3D CT to 2D X-ray image registration for improved visualization of tibial vessels in endovascular procedures.

Purpose: During endovascular revascularization interventions for peripheral arterial disease, the standard modality of X-ray fluoroscopy (XRF) used for image guidance is limited in visualizing distal segments of infrapopliteal vessels. To enhance visualization of arteries, an image registration technique was developed to align pre-acquired computed tomography (CT) angiography images and to create fusion images highlighting arteries of interest.

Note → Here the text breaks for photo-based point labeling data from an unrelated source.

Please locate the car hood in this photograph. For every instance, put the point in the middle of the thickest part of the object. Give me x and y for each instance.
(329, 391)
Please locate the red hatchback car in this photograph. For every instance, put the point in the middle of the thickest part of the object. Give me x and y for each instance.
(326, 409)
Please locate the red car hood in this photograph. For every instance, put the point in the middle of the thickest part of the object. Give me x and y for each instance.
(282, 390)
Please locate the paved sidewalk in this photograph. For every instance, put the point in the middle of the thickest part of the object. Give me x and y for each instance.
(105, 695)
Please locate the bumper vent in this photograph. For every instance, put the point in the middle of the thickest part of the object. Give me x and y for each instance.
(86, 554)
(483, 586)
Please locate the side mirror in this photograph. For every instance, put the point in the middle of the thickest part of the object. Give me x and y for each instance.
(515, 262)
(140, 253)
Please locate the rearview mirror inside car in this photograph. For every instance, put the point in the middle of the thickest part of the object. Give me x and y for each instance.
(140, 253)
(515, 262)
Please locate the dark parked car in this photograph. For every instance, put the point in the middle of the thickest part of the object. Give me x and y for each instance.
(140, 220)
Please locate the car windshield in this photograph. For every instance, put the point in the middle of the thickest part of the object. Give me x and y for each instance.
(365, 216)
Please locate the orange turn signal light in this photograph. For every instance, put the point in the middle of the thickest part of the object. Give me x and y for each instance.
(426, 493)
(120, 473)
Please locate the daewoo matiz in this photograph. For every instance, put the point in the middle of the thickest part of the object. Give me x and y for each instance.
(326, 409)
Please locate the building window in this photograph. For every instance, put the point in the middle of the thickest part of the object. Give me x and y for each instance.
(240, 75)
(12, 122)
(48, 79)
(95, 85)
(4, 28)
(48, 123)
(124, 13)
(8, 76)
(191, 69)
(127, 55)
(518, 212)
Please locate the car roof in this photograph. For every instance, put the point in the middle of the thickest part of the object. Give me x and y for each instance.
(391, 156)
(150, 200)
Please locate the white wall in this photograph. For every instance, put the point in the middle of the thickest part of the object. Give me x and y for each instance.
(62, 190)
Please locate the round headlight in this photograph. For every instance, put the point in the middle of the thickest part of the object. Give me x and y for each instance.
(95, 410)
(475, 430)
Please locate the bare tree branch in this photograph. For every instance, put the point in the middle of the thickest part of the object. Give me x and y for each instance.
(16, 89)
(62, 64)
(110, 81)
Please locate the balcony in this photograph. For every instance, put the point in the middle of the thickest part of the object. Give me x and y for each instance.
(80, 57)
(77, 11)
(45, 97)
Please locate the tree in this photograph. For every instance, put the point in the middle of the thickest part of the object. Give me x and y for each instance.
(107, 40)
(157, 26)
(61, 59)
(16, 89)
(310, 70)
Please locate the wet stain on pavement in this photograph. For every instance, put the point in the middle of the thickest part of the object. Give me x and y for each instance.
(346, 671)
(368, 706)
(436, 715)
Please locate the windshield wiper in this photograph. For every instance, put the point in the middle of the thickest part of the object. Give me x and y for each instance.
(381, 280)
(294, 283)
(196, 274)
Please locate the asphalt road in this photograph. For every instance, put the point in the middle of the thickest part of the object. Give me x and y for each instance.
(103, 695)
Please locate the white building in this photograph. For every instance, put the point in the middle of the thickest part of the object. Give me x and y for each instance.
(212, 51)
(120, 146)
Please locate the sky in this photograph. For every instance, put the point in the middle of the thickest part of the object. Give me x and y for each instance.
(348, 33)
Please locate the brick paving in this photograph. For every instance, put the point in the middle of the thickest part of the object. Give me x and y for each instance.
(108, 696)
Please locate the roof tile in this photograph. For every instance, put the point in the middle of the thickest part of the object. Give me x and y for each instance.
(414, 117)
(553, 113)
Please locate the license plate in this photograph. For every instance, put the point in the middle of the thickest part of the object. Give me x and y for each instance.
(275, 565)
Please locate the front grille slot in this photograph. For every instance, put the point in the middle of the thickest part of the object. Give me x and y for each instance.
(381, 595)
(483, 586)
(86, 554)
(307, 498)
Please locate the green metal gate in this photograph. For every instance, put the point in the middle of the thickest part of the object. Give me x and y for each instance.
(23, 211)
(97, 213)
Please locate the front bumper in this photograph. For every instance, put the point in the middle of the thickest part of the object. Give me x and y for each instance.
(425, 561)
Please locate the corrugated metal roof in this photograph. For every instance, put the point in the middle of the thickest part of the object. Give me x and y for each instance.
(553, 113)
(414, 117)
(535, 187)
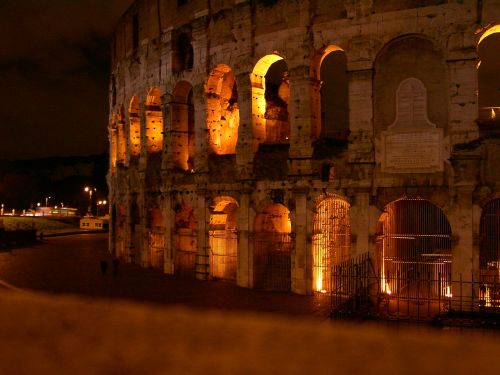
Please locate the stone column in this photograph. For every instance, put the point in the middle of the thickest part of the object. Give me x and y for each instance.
(300, 120)
(245, 263)
(244, 153)
(203, 249)
(201, 140)
(302, 254)
(143, 154)
(361, 114)
(167, 159)
(463, 98)
(359, 215)
(465, 260)
(168, 212)
(142, 227)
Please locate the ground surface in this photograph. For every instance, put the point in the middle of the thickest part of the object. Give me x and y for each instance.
(48, 333)
(70, 264)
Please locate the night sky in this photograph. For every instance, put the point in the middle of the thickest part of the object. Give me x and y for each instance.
(54, 73)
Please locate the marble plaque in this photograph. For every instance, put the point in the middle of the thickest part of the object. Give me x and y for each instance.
(411, 144)
(412, 151)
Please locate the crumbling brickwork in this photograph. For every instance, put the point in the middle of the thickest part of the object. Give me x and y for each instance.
(239, 150)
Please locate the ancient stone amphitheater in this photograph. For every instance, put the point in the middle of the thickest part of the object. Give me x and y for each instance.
(278, 144)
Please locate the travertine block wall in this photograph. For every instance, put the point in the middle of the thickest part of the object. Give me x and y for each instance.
(384, 42)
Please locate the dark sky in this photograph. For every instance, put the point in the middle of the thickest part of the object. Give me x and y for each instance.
(54, 71)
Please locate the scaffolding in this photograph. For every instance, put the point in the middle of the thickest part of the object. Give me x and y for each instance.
(489, 255)
(272, 261)
(157, 247)
(414, 245)
(331, 240)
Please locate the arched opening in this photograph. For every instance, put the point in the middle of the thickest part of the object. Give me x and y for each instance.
(154, 122)
(113, 142)
(135, 231)
(331, 240)
(330, 94)
(270, 99)
(118, 213)
(223, 239)
(184, 241)
(223, 115)
(134, 127)
(183, 141)
(488, 79)
(272, 249)
(416, 57)
(182, 53)
(156, 238)
(489, 254)
(414, 251)
(121, 136)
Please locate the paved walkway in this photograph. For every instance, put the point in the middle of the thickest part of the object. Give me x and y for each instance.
(71, 265)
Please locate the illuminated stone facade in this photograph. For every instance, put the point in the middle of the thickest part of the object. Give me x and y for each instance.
(261, 142)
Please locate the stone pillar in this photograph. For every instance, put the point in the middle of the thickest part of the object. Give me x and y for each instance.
(143, 154)
(201, 140)
(202, 214)
(359, 215)
(462, 267)
(301, 252)
(245, 262)
(167, 158)
(463, 99)
(465, 262)
(361, 114)
(141, 228)
(244, 153)
(300, 120)
(168, 214)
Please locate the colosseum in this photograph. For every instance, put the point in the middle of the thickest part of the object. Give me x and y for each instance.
(271, 143)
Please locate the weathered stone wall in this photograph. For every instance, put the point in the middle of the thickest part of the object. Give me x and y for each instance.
(385, 42)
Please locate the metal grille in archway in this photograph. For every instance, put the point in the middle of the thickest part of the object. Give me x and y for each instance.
(272, 261)
(157, 246)
(489, 255)
(415, 250)
(331, 240)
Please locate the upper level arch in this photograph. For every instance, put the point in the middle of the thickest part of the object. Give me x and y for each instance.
(409, 56)
(134, 126)
(183, 127)
(154, 121)
(182, 51)
(270, 99)
(329, 94)
(223, 115)
(488, 78)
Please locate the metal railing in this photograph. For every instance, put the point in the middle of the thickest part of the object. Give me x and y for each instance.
(360, 291)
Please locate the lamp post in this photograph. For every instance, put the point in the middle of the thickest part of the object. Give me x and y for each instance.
(89, 190)
(99, 204)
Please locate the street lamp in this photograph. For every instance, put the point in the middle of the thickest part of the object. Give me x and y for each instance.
(89, 190)
(99, 204)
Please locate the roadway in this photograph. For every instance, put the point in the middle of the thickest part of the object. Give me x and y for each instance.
(71, 265)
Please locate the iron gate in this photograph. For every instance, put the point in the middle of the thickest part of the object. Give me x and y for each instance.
(157, 247)
(223, 247)
(185, 252)
(489, 255)
(331, 240)
(272, 261)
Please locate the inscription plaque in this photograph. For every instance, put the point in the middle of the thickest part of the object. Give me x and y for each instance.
(412, 144)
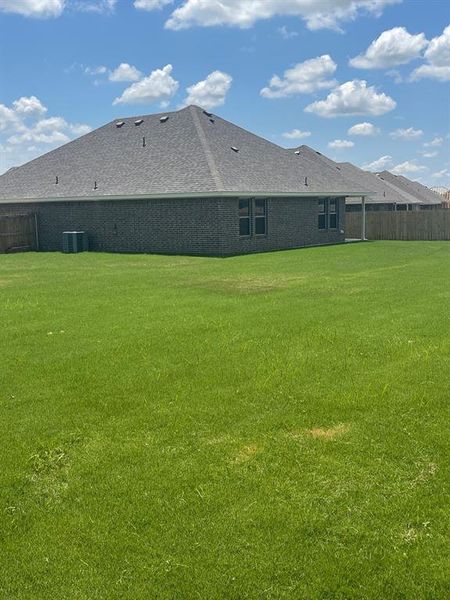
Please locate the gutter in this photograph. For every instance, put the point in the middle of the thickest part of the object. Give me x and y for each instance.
(212, 194)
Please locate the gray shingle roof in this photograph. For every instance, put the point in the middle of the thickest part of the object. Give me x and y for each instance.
(416, 189)
(189, 153)
(384, 193)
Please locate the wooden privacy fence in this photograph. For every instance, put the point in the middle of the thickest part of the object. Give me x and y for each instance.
(18, 233)
(400, 225)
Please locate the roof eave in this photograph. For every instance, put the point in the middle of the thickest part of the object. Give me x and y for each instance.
(173, 196)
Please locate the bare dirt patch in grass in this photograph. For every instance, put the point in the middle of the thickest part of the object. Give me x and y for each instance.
(329, 433)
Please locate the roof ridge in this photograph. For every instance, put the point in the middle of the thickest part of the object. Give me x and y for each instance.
(215, 174)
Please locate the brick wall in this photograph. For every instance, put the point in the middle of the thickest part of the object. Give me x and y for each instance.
(203, 226)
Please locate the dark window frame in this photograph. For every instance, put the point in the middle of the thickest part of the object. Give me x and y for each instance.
(328, 214)
(254, 218)
(247, 218)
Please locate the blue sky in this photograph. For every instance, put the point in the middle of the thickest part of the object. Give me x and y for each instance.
(290, 70)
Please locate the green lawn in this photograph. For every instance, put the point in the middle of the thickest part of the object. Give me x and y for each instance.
(267, 426)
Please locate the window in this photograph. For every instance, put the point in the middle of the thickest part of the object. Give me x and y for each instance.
(332, 213)
(244, 217)
(253, 217)
(322, 214)
(328, 213)
(260, 213)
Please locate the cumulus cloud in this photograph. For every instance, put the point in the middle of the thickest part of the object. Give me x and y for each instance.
(437, 141)
(408, 167)
(366, 129)
(26, 132)
(296, 134)
(29, 106)
(380, 164)
(159, 85)
(353, 98)
(406, 134)
(438, 59)
(210, 92)
(393, 47)
(33, 8)
(440, 174)
(151, 4)
(326, 14)
(304, 78)
(125, 72)
(340, 144)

Methods: X-ray image metadata capturing the position of the X-ray gantry initializes a multiscale iterative optimization process, which uses a local-variance masked normalized cross-correlation loss to rigidly align a digitally reconstructed radiograph (DRR) of the CT dataset with the target X-ray, using the edges of the fibula and tibia as the basis for alignment. A precomputed library of DRRs is used to improve run-time, and the six-degree-of-freedom optimization problem of rigid registration is divided into three smaller sub-problems to improve convergence. The method was tested on a dataset of paired cone-beam CT (CBCT) and XRF images of ex vivo limbs, and registration accuracy at the midline of the artery was evaluated.

Results: On a dataset of CBCTs from 4 different limbs and a total of 17 XRF images, successful registration was achieved in 13 cases, with the remainder suffering from input image quality issues. The method produced average misalignments of less than 1 mm in horizontal projection distance along the artery midline, with an average run-time of 16 s.

Conclusion: The sub-mm spatial accuracy of artery overlays is sufficient for the clinical use case of identifying guidewire deviations from the path of the artery, for early detection of guidewire-induced perforations. The semiautomatic workflow and average run-time of the algorithm make it feasible for integration into clinical workflows.